Broadsheet Mean = ∑ (fx) ÷ ∑f = 1812.5 ÷ 30 = 60.416˙, which I will round up to 60.42 to make the figures easier to handle. An average page in a broadsheet newspaper is made up of 60.42% text, and the rest pictures or adverts.
Tabloid
Mode: 50≤a<60
Lower Quartile (Q1): 35. I read this from the cumulative frequency graph.
Median (Q2): 56.5. I read this from the cumulative frequency graph.
Upper Quartile (Q3): 72.5: I read this from the cumulative frequency graph.
Inter-quartile Range: 37.5. This is Q3 – Q1, which is 72.5 – 35 = 37.5.
Broadsheet
Mode: 60≤a<75
Lower Quartile (Q1): 52. I read this from the cumulative frequency graph.
Median (Q2): 62.5. I read this from the cumulative frequency graph.
Upper Quartile (Q3): 72.5: I read this from the cumulative frequency graph.15, which is 12.5, and added it on to 60, to get 72.5.
Inter-quartile Range: 20.5. This is 72.5 – 52 (Q1-Q3) = 20.5.
The largest box on the Tabloid histogram is the group 50≤a<75, which represents the frequency of 9. This is the mode. The smallest box is 0≤a<20, which represents 1. This could be the smallest because newspapers are generally made of text, and sometimes have pictures in them. They are made to inform, but pictures do not inform as well as words. Tabloids like pictures, but still need to include text.
On the Broadsheet histogram, the biggest box by far is the box for 60≤a<75, which represents a frequency of 9. This is because Broadsheets are made up of more text (and longer words, as shown in first hypothesis), and so there is less room for pictures.

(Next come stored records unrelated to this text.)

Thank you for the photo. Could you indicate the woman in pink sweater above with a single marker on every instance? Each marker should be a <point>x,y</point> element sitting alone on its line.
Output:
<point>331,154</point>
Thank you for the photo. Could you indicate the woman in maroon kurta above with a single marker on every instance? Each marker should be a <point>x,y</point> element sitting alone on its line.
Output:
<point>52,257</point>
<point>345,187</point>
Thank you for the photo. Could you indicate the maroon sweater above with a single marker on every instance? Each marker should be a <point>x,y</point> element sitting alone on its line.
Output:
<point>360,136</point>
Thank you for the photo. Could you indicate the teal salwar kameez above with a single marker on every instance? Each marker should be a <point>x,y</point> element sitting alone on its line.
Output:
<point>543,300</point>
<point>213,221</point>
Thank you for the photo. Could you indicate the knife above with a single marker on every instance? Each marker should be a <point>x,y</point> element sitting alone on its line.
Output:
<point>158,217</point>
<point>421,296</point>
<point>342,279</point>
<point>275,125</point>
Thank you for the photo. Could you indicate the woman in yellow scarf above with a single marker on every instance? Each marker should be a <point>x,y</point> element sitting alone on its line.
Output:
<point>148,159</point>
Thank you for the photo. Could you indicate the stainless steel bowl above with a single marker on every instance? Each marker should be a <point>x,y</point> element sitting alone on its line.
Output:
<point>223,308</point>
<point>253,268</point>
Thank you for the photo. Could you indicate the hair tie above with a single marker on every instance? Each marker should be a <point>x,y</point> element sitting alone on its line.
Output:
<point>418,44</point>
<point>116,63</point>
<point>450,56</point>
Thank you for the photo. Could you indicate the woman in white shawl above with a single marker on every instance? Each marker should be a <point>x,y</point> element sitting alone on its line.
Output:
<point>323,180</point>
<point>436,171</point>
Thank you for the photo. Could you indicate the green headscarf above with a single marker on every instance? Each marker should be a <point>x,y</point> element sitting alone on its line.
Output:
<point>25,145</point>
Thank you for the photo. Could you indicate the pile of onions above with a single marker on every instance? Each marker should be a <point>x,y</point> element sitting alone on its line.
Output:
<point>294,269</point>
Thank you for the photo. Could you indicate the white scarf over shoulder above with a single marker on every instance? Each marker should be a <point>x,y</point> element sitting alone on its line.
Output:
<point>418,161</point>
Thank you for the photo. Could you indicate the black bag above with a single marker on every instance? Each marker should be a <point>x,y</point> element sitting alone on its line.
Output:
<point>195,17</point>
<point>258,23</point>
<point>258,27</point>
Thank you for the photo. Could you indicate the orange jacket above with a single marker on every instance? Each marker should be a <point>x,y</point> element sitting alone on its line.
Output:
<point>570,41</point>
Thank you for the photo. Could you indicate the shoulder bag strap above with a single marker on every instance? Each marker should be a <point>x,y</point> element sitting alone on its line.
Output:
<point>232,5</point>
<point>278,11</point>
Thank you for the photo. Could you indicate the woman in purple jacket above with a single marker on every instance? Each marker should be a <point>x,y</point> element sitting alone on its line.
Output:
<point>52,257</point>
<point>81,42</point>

It is shown on the box plots that the Broadsheet’s quartiles are higher than the Tabloids. This shows that the Broadsheet uses more percentage area as text than the Tabloid does. The cumulative frequency curve shows that Broadsheet rises much later than Tabloid, showing that they later groups have higher frequencies (i.e. there is more percentage area text).
Evaluation of Strategy
First, I got my data using stratified sampling so that I could get a representation of the whole population when my results were finalized. However, a single wrong number could greatly affect the results, so I was careful when doing sums. I created histograms, frequency polygons, cumulative frequency curves and box plots to show the data, however, a wrong number could cause a major problem with the results. With the tally charts that I first used to record the data and frequencies, while adding them up, it is possible that I could have mis-read the tallies incorrectly, but this would not affect the results badly. Sometimes, wrong calculations could make the results support the hypothesis even more. ~
Conclusion
In conclusion, I found that my hypotheses were correct. Broadsheet had a higher median than Tabloid, and also had a higher mean. This means that Broadsheets must have a higher percentage area of text (in general) for the median and mean to be higher than Tabloid. Although a lot of factors such as text size, and also the font used (different fonts have different sizes and styles) come into practice regarding the overall area of the text, it is up to the newspaper editors to decide how much of the newspaper is text, how much is pictures, and how much advertising they show/offer. This data varies from paper to paper, and also the size of the business that runs the newspaper may affect the size of the layout: A small newspaper may need to give a lot of advertising space so that they can survive, and can only afford to print text, whereas a top-selling tabloid could offer a lot of pictures as they would have the money to print them in colour, and in black and white.
Overall Conclusion
In conclusion, I found that both my hypotheses were correct – and that they linked with each other. Newspapers (i.e. Broadsheets) with longer words would have to take up more area as text because otherwise their articles would be very short and possible would lose interest quickly. Tabloids, I have found, like to use shorter words, and they also use less text, as pictures, which they use a lot of, are likely to attract people in their target audience – young adults. Broadsheets however, with longer words and more text, may appeal to the older audience more.